- Born: Edith Lambert Sharp March 7, 1911 near Carroll, Manitoba
- Died: July 2, 1974 (aged 63) Surrey, British Columbia
- Occupations: Writing teacher, writer
- Writing career
- Genre: Children's literature

= Edith L. Sharp =

Canadian writer and educator (1911–1974)

Edith Lambert Sharp (March 7, 1911 – July 2, 1974) was a Canadian professional woman, writing teacher, and writer. She won the annual Governor General's Award for juvenile fiction in 1958, recognizing her historical novel Nkwala as the year's best Canadian book.

== Life ==
She was born near Carroll, Manitoba, the daughter of Charles Lambert and Edna Louise (Maloan) Sharp. She dropped out of high school in Penticton, British Columbia, after one year. She attended the Vancouver School of Art and took private studies from the Smithsonian Institution to develop her artistic talents.

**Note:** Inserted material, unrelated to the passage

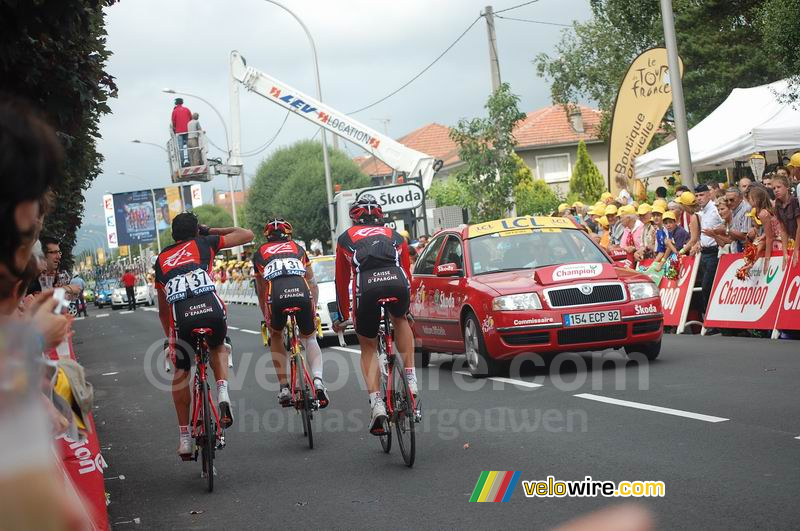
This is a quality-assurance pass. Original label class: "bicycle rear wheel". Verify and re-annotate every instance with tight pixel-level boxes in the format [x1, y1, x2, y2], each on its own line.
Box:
[391, 357, 417, 468]
[202, 382, 212, 492]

Sharp worked as the director of the Okanagan Summer School of the Arts, and taught creative writing in night and summer schools. She also became involved in politics and served for several years as secretary to the riding associations of the local Progressive Conservative Party.

Sharp was a member of the Penticton Board of Trade, an honorary member of the Business and Professional Women's Club, and a member of the Conservative Party and the Anglican Church of Canada. She died in British Columbia in 1974.

==Selected works==
- Nkwala, illustrated by William Winter (Little, Brown, 1958), , – Governor General's Award for Juvenile Fiction

Nkwala is a researched juvenile novel about the pre-colonial Okanagan people of the Interior of British Columbia.